# {RESOLVED}Windows Installer Error 1635. (can't run Office 2000 disc)



## Cath (Jul 13, 2002)

I installed Ashsampoo Winoptimizer and deleted supposedly redundant .DLLs. When I open Outlook 2000 and click on "new message" I get a message that says an error has occured and do i want it to be repaired. If I click "yes", Windows Installer tries to run and says it can't due to "Windows Installer Error 1635". It still lets me open a new e-mail (and write and send it). 

I've restored all the .DLLs (except rnr20, which won't let me restore it); I've re-installed Win 98 and I've tried to download and re-install the Installer but when I try to install it it says that it's already installed. 

Having done some research, it may help if I say that:

1. msiexec.exe exists in C:windows\system but is not on my Win 98 disc

2. the version of this file is 2.0.2600.2

I'd be grateful for some help with this. Many thanks 

Cath


----------



## Cath (Jul 13, 2002)

I installed Ashsampoo Winoptimizer and deleted supposedly redundant .DLLs. When I open Outlook 2000 and click on "new message" I get a message that says an error has occured and do i want it to be repaired. If I click "yes", Windows Installer tries to run and says it can't due to "Windows Installer Error 1635". It still lets me open a new e-mail (and write and send it). 

I've restored all the .DLLs (except rnr20, which won't let me restore it); I've re-installed Win 98 and I've tried to download and re-install the Installer but when I try to install it it says that it's already installed. 
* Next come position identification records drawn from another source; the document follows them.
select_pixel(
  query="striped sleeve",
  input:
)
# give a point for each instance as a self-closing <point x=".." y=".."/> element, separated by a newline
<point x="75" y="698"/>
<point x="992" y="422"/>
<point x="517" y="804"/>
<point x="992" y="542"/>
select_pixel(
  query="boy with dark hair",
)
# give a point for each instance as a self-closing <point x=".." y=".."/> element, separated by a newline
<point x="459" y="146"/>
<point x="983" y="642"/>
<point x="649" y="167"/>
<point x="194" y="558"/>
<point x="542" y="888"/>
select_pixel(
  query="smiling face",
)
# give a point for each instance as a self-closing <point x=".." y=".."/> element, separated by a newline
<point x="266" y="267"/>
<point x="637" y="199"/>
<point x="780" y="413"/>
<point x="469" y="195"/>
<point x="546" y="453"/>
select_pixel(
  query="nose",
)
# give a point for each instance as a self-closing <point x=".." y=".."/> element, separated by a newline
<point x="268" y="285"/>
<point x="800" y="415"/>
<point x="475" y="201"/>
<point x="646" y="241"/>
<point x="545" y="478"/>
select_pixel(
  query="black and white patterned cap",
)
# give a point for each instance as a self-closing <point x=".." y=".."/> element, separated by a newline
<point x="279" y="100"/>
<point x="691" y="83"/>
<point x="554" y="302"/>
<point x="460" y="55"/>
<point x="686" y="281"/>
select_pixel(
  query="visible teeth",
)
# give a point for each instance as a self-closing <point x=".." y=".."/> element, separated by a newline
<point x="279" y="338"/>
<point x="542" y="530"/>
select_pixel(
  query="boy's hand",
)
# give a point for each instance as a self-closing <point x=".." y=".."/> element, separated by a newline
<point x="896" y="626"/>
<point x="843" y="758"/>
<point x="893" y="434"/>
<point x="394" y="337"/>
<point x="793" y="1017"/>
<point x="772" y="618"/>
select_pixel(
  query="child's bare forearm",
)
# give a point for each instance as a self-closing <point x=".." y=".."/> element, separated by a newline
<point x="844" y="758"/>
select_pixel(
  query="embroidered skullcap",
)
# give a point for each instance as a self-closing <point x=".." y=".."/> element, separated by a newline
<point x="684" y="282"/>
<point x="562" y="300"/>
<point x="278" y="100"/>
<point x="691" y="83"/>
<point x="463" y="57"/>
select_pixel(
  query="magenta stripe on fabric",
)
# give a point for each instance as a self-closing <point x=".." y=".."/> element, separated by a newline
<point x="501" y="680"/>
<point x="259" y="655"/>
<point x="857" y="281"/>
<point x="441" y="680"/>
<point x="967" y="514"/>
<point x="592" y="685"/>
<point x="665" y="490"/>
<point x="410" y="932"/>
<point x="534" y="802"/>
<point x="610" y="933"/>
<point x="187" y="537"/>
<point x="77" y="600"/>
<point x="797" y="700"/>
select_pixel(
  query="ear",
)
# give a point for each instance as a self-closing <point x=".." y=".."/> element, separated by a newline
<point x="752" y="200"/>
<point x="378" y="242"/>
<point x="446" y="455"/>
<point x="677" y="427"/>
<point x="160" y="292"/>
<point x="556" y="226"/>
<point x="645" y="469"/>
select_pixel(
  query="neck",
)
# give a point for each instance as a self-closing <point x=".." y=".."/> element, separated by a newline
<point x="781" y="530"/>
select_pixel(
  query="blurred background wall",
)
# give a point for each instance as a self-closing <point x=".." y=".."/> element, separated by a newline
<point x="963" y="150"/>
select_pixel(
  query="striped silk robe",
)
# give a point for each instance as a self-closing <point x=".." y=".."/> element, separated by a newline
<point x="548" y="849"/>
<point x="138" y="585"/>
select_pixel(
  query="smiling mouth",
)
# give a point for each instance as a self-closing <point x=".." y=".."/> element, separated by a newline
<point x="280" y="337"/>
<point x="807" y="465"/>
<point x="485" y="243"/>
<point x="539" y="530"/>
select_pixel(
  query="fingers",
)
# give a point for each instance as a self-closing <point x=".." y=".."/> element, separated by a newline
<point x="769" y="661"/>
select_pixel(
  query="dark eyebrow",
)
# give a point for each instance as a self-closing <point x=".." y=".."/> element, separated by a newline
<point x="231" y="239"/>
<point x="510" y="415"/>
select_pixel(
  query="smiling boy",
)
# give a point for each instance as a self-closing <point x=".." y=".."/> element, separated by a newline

Having done some research, it may help if I say that:

1. msiexec.exe exists in C:windows\system but is not on my Win 98 disc

2. the version of this file is 2.0.2600.2

I'd be grateful for some help with this. Many thanks 

Cath


----------



## Jtoast (Oct 3, 2002)

Have you tried going to add/remove programs and repairing office?

http://support.microsoft.com/default.aspx?scid=KB;en-us;q264625


----------



## bandit429 (Feb 12, 2002)

Is this the error?? Which windows are you using?

1635 This patch package could not be opened. Verify that the patch package exists and that you can access it, or contact the application vendor to verify that this is a valid Windows Installer patch package. ERROR_PATCH_PACKAGE_OPEN_FAILED

CLick below
http://support.microsoft.com/default.aspx?scid=KB;en-us;q229683


----------



## bandit429 (Feb 12, 2002)

Name = MSI Installer
Windows = 95, 98, ME
LocalPath = setup\en us\InstMsiA.exe
InternetPath = Target = [ TEMP]MSI\InstMsiA.exe
RegKeyExists_1 = HKEY_LOCAL_MACHINE\SYSTEM\CurrentControlSet\Services\MSIServer
FileVersion_1 = [ SYSTEM]msiexec.exe:>=:2.0.2600.2

Below is a link to the installer,,,,when you download check the save box and save it to your desktop and verify it.. I can make no promises that it will help as I can find absolutly no information. Backup before you start and I hope this helps.
please reply with the result, this is information that would help others.

Click Here


----------



## ~Candy~ (Jan 27, 2001)

Cath, I've merged your two threads dealing with the same subject, please keep replying back to this same thread.


----------



## Rollin' Rog (Dec 9, 2000)

To get the installer package to install, try renaming msiexec.exe, msiexec.bak and running it again.


----------



## Cath (Jul 13, 2002)

Rolling Rag: What do I re-name the 2 files as? msiexec.old? Do I just re-boot then?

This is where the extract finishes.